2. The skin The skin appears pale yellow because of the pigments found in urine, such as urochromes. Sweat and blood plasma have higher urea contents. Urea is left on the face as a powdery substance known as “uremic frost” as perspiration evaporates.
3. Heart and Circulatory System Secondary effects of fluid retention include elevated cardiac workload from blood volume overflow and, in the end, congestive heart failure.
4. The respiratory system Pulmonary congestion and pulmonary edema are caused by backpressure resulting from blood volume overflow and cardiac failure. On a chest x-ray, uremic pneumonia is radiologically seen as having a central butterfly pattern of congestion and edema.
5. The digestive system’s azotemia directly causes mucosal ulcers in the stomach and intestines.
Further bleeding could make anemia already present worse. Diarrhea, vomiting, and nausea can all be brought on by gastrointestinal inflammation.
6. The Skeletal Structure Renal osteodystrophy is the term for renal failure’s skeletal symptoms.

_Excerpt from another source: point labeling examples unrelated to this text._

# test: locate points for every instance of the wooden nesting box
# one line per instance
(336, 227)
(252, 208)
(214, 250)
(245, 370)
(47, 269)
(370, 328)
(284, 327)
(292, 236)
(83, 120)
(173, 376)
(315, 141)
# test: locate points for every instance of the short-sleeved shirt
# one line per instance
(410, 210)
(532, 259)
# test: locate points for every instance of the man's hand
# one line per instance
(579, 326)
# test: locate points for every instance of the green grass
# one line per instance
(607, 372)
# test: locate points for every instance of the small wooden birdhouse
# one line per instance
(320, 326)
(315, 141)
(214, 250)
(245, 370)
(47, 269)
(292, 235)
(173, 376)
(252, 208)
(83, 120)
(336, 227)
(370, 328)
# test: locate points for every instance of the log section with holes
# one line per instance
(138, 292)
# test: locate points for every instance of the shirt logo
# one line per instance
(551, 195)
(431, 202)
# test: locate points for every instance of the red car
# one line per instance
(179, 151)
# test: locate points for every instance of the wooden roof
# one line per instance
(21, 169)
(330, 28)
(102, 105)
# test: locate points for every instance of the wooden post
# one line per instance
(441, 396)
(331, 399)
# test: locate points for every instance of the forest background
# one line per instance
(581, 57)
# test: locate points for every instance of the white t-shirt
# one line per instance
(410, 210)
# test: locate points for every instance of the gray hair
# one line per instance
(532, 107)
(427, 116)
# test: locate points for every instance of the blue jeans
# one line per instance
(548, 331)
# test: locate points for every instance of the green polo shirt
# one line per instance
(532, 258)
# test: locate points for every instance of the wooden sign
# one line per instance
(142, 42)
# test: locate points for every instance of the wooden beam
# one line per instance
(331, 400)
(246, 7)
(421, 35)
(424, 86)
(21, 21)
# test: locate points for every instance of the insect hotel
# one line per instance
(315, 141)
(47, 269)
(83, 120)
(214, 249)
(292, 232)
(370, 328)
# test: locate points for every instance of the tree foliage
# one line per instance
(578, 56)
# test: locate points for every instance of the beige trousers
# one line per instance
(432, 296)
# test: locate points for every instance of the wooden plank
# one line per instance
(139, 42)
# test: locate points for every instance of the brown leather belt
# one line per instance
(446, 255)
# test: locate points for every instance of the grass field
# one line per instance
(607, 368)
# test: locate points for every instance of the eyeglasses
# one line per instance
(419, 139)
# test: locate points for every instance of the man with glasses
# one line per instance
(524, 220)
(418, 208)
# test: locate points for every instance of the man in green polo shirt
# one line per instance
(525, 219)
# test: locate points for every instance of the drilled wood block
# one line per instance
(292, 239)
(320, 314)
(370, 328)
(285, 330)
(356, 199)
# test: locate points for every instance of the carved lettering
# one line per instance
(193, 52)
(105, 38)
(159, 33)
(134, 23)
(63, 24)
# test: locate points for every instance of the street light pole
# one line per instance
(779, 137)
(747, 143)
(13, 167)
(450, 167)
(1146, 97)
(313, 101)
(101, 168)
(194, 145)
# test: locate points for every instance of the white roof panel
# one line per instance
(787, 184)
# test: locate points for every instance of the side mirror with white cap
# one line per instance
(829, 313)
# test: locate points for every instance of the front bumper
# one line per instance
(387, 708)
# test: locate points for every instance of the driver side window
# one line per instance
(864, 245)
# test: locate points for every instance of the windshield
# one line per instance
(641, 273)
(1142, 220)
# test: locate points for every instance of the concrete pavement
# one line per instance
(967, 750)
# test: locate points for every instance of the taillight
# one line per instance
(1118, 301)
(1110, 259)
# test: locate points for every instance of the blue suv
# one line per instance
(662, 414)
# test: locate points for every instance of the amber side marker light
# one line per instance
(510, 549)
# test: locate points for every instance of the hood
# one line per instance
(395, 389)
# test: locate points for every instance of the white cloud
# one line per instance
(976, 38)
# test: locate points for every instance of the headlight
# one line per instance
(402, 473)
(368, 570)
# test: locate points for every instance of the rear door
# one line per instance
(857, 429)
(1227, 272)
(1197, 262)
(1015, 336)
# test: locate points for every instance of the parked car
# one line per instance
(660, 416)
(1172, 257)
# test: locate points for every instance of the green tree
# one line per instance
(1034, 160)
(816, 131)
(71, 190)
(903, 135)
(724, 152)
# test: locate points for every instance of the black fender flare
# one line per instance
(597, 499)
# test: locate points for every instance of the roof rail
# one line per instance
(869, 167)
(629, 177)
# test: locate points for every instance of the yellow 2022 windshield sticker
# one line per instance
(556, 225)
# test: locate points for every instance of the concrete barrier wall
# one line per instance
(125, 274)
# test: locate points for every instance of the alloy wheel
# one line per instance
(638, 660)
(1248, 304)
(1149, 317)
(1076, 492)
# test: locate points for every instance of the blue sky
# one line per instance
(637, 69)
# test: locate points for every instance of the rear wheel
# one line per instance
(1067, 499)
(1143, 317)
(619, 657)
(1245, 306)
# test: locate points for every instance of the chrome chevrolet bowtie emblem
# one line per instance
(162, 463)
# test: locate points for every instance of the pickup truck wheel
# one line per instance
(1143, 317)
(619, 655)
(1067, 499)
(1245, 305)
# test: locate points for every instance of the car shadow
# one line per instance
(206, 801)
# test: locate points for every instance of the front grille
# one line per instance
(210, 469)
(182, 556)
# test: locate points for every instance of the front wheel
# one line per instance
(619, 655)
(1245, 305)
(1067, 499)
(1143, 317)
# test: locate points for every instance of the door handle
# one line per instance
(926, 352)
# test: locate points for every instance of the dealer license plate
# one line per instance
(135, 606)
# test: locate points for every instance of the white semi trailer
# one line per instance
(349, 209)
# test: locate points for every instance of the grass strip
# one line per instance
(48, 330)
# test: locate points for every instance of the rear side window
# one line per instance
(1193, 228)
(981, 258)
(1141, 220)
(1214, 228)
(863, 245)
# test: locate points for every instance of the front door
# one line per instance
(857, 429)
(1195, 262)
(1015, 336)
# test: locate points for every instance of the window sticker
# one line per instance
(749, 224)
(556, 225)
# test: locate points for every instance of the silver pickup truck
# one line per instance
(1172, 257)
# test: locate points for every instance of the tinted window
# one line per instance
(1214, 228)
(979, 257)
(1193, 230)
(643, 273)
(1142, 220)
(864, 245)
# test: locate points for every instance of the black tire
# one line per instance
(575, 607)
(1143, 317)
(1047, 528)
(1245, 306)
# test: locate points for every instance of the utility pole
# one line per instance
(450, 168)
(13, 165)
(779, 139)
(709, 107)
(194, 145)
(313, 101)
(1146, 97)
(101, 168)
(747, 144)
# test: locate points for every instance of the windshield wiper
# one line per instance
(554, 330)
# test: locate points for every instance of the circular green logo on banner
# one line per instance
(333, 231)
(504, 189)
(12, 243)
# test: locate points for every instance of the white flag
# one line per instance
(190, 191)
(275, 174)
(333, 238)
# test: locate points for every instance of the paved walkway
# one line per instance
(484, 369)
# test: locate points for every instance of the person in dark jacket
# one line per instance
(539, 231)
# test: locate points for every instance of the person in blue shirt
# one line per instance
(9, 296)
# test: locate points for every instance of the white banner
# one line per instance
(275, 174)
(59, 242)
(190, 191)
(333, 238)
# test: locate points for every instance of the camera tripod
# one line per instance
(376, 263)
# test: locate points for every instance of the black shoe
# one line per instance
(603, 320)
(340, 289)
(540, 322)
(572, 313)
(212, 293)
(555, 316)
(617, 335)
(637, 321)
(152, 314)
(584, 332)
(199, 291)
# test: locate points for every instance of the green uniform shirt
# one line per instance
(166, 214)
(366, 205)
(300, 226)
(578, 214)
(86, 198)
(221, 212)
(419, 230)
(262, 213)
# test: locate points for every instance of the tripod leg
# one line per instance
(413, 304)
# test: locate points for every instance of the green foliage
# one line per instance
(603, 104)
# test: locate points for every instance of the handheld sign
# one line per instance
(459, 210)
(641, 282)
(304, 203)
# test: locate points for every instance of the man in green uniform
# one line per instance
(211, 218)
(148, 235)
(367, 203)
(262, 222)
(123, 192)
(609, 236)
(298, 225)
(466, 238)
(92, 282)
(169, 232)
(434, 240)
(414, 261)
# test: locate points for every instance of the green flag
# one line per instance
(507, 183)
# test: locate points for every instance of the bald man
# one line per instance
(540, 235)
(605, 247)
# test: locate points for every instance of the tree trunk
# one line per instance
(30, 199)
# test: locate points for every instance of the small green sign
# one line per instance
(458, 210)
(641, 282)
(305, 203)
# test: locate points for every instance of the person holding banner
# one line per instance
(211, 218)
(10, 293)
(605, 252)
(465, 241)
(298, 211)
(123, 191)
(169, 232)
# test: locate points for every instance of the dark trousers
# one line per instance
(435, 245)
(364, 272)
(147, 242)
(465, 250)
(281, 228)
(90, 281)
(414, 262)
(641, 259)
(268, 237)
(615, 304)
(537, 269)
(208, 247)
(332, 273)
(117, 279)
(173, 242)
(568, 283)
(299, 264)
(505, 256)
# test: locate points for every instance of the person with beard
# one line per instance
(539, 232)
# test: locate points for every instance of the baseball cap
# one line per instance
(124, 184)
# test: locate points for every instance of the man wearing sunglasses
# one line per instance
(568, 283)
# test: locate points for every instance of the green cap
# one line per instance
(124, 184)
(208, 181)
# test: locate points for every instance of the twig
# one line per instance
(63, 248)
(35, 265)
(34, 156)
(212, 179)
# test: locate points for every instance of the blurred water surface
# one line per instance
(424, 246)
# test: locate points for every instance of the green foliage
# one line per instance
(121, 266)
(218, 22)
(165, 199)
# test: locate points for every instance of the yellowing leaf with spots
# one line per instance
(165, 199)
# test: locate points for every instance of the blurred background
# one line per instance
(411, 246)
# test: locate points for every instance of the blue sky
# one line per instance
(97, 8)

Symptoms of Chronic Renal Failure :-

Chronic Renal Failure symptoms can develop gradually and may not become noticeable until considerable renal damage has taken place. Common indications and symptoms consist of There could be any of the following signs:
• Exhaustion and weakness; 
• Swelling (edema) in the feet, ankles, or around the eyes; 
Changed patterns of urination (more, less, darker urine);
• Dyspnea, particularly in cases where there is fluid in the lungs; 
• Persistent itching; 
• Nausea and vomiting; 
• Cramping in the legs; 
• Appetite reduction and unintentional weight loss 
• Lack of focus or perplexity
The following symptoms could appear when the condition worsens and causes complications: anemia, cardiovascular disease, bone disease, electrolyte imbalances, and anemia.

Conclusion :-

Chronic Renal Failure- In order to avoid problems and enhance quality of life, chronic kidney failure is a progressive, potentially fatal condition that needs to be identified early and treated effectively. Ongoing monitoring is also necessary. Patients can effectively treat chronic kidney failure and take proactive measures to safeguard their kidney health by being aware of the causes, symptoms, and available treatments. Patients with this chronic illness may get markedly better results with breakthroughs in medicine and a multidisciplinary approach.